Ubaldo Aquino
- Full name: Ubaldo Aquino Valenzano
- Born: May 2, 1958 (age 67)
- Other occupation: Referee Coordinator

Domestic
- Years: League / Role
- 1994-2003: Paraguayan Football Association / Referee
- 2003-Present: Paraguayan Football Association / Referee Coordinator

International
- Years: League / Role
- 1994-2003: CONMEBOL / Referee
- 1995-2003: FIFA / Referee

= Ubaldo Aquino =

Paraguayan football referee

Ubaldo Aquino Valenzano (born May 2, 1958) is a retired football referee from Paraguay, best known for supervising two matches (Germany-Saudi Arabia and Sweden-Senegal) during the 2002 FIFA World Cup in South Korea and Japan.

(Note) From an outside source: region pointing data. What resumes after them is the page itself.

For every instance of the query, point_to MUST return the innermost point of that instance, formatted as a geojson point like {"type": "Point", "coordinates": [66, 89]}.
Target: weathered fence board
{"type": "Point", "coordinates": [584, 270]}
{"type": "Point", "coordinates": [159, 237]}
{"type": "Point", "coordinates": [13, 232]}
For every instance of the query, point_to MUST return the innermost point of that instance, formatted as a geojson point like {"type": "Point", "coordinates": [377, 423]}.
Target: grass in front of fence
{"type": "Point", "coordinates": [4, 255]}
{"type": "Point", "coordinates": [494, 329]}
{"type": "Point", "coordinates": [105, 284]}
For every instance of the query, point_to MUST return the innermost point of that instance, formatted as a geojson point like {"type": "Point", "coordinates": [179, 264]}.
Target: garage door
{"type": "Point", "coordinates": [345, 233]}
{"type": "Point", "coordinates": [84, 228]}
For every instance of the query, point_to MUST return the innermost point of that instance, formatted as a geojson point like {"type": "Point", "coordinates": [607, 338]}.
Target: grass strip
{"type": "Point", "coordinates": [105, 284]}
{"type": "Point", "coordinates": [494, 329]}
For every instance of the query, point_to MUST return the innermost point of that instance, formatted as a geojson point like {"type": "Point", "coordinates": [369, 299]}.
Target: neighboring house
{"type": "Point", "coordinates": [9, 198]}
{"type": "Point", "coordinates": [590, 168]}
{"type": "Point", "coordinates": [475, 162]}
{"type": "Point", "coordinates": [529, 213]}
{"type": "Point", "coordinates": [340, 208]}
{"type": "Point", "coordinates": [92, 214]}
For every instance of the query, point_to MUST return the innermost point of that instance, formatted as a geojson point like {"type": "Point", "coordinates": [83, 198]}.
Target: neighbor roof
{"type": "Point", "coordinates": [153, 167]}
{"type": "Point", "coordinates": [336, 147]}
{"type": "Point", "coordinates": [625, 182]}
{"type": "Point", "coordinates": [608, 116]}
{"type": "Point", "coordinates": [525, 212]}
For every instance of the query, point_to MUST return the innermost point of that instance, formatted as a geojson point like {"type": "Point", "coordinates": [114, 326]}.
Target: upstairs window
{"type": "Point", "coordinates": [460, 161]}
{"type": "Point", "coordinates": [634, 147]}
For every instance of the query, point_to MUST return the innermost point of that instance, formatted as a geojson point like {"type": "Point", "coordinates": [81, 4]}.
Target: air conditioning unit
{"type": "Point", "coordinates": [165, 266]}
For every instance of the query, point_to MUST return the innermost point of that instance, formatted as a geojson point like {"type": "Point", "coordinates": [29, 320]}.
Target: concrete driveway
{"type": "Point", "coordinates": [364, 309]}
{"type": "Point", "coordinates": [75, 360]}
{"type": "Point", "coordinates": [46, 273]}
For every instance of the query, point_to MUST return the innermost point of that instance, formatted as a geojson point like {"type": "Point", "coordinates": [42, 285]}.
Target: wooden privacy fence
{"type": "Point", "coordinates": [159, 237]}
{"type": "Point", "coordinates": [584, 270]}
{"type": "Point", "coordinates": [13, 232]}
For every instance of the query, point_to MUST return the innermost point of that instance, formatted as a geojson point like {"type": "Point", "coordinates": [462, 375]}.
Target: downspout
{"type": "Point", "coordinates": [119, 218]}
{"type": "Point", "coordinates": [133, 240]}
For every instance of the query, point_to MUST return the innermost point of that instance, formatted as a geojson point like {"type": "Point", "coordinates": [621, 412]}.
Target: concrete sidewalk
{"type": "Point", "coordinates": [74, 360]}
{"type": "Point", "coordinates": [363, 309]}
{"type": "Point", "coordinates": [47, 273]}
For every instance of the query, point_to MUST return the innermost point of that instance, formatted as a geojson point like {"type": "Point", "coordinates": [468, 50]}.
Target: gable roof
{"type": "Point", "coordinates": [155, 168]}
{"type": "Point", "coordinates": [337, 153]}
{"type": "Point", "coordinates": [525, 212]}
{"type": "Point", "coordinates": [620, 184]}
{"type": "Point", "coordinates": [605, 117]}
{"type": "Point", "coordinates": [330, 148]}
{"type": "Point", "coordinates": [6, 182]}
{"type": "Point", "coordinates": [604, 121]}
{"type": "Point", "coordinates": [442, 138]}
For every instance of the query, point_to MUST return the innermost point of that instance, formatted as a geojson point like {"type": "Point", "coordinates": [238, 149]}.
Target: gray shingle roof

Aquino is known to have served as a FIFA referee during the period from 1995 to 2003. He officiated in numerous international competitions, including the 1999 FIFA Confederations Cup, 1997 FIFA World Youth Championship, and qualifying matches for the 1998, 2002, and 2006 World Cups. Aquino also served as a referee in the 1999 and 2001 Copa América competitions, officiating the final in 2001.

After retiring from his career as a match official, Aquino has worked as referee coordinator for the Asociación Paraguaya de Fútbol.